In entrambi i casi, i criminali ottengono il pieno controllo dell’account. In questo modo è possibile accedere all’intero elenco dei contatti, alla cronologia dei messaggi e a tutti i media e gruppi salvati in WhatsApp. A essere esposte sono tutte le conversazioni personali, le foto e le informazioni riservate scambiate tramite WhatsApp. In alcuni casi, i cibercriminali utilizzano l’account piratato per diffondere disinformazione nelle chat di gruppo o per lanciare ulteriori tentativi di frode. Poi inviano lo stesso messaggio fraudolento («Vota per la figlia del mio amico...») a tutti i contatti della vittima. La frode ricomincia da capo e si diffonde con effetto domino.
Raccomandazioni
- Siate scettici se ricevete link a sondaggi o concorsi tramite i servizi di messaggistica, anche se provengono da buoni amici o familiari. In caso di dubbio, contattate il mittente in altro modo.
- Non passate mai il codice di verifica di sei cifre di WhatsApp e non inseritelo su siti web di terzi.
- Utilizzate la funzione «Dispositivi collegati» di WhatsApp solo se volete configurare WhatsApp Web sul vostro computer o tablet. Non utilizzatelo mai per scansionare i codici QR visualizzati o inviati da siti web di terzi.
- Per precauzione, proteggete il vostro account WhatsApp con un PIN come secondo fattore (Impostazioni > Account > Verifica in due passaggi).
Cosa devo fare se il mio account è stato piratato?

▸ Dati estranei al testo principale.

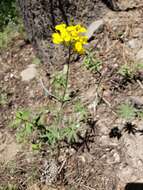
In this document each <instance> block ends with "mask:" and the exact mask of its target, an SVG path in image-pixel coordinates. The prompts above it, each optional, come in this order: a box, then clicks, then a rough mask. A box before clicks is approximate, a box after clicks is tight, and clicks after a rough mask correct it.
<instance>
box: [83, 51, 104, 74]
mask: <svg viewBox="0 0 143 190" xmlns="http://www.w3.org/2000/svg"><path fill="white" fill-rule="evenodd" d="M83 65H84V66H85V67H86V68H87V69H88V70H90V71H92V72H100V70H101V69H102V62H101V61H100V60H98V59H96V58H95V55H94V54H93V52H91V51H87V52H86V56H85V58H84V60H83Z"/></svg>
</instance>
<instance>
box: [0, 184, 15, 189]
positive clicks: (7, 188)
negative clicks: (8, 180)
mask: <svg viewBox="0 0 143 190" xmlns="http://www.w3.org/2000/svg"><path fill="white" fill-rule="evenodd" d="M0 190H18V188H17V187H16V185H12V184H8V185H5V186H3V187H1V186H0Z"/></svg>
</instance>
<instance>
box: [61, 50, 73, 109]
mask: <svg viewBox="0 0 143 190" xmlns="http://www.w3.org/2000/svg"><path fill="white" fill-rule="evenodd" d="M68 50H69V51H68V59H67V73H66V84H65V88H64V93H63V96H62V103H61V107H63V104H64V103H65V96H66V92H67V88H68V81H69V70H70V61H71V46H69V49H68Z"/></svg>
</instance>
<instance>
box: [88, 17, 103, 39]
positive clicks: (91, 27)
mask: <svg viewBox="0 0 143 190" xmlns="http://www.w3.org/2000/svg"><path fill="white" fill-rule="evenodd" d="M103 26H104V21H103V20H102V19H100V20H97V21H94V22H92V23H91V24H90V25H89V26H88V28H87V33H86V36H87V37H88V39H90V38H91V37H92V36H93V35H94V34H95V33H101V32H102V31H103Z"/></svg>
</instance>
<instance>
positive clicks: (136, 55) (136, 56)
mask: <svg viewBox="0 0 143 190" xmlns="http://www.w3.org/2000/svg"><path fill="white" fill-rule="evenodd" d="M136 60H137V61H143V48H142V49H140V50H139V51H138V53H137V55H136Z"/></svg>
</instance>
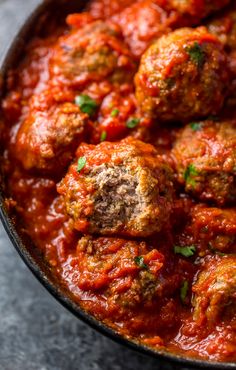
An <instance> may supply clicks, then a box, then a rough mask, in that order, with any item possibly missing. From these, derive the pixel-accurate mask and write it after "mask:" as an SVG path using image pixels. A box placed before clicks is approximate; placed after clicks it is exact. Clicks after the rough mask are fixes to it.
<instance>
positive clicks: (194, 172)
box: [184, 164, 199, 187]
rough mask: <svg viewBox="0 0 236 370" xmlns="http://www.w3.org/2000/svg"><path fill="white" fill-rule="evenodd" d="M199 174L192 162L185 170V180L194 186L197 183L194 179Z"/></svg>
mask: <svg viewBox="0 0 236 370" xmlns="http://www.w3.org/2000/svg"><path fill="white" fill-rule="evenodd" d="M198 174H199V173H198V171H197V169H196V167H195V166H194V165H193V164H190V165H188V167H187V168H186V170H185V171H184V180H185V181H186V183H187V184H189V185H191V186H193V187H194V186H195V185H196V181H195V180H194V177H195V176H198Z"/></svg>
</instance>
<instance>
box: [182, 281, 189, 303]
mask: <svg viewBox="0 0 236 370" xmlns="http://www.w3.org/2000/svg"><path fill="white" fill-rule="evenodd" d="M188 285H189V284H188V281H187V280H185V281H183V283H182V285H181V288H180V299H181V302H182V303H185V300H186V297H187V294H188Z"/></svg>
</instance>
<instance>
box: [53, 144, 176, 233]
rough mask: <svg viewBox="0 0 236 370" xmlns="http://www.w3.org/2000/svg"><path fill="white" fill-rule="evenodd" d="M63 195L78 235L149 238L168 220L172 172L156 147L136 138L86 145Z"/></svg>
mask: <svg viewBox="0 0 236 370" xmlns="http://www.w3.org/2000/svg"><path fill="white" fill-rule="evenodd" d="M81 165H82V166H83V168H82V169H81V170H80V168H81ZM58 191H59V193H60V194H63V196H64V198H65V204H66V208H67V212H68V214H69V215H70V216H71V217H72V218H73V219H74V221H75V228H76V229H78V230H79V231H83V232H89V233H99V234H102V235H112V234H117V233H120V235H131V236H148V235H151V234H153V233H155V232H158V231H160V230H161V229H162V228H163V226H164V225H165V223H167V221H168V219H169V215H170V211H171V201H172V193H173V184H172V171H171V170H170V168H169V166H168V165H167V164H166V163H165V162H164V161H163V159H162V158H161V156H158V154H157V152H156V150H155V149H154V147H153V146H152V145H150V144H144V143H143V142H141V141H138V140H136V139H133V138H131V137H129V138H127V139H125V140H122V141H120V142H117V143H109V142H104V143H101V144H99V145H97V146H94V145H88V144H82V145H81V146H80V147H79V148H78V151H77V160H76V162H75V163H74V164H73V165H72V166H71V167H70V169H69V171H68V173H67V175H66V177H65V178H64V179H63V180H62V182H61V183H60V184H59V186H58Z"/></svg>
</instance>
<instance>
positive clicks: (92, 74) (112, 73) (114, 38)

- Informate immediatamente i vostri contatti tramite altri canali (ad esempio, con un normale messaggio di testo, una telefonata o un’e-mail) che il vostro account è stato violato e che devono ignorare i vostri messaggi e non cliccare su alcun link.
- Disconnettete i dispositivi di terzi (per le frodi con i codici QR): Avete ancora accesso all’applicazione sul vostro smartphone? In WhatsApp, andate immediatamente su Impostazioni > Dispositivi collegati. Selezionate tutti i browser o computer sconosciuti e premere «Esci».
- Recupero del conto (per le frodi con codice SMS): siete stati disconnessi da WhatsApp sul vostro cellulare? Accedete nuovamente all’app con il vostro numero di cellulare. Riceverete un nuovo codice di sei cifre via SMS. Non appena lo inserite, il trasgressore viene automaticamente disconnesso dal proprio account.
- Se nel frattempo i truffatori hanno impostato un PIN per la «verifica in due passaggi» che non conoscete, dovrete attendere sette giorni prima di poter accedere nuovamente senza tale PIN.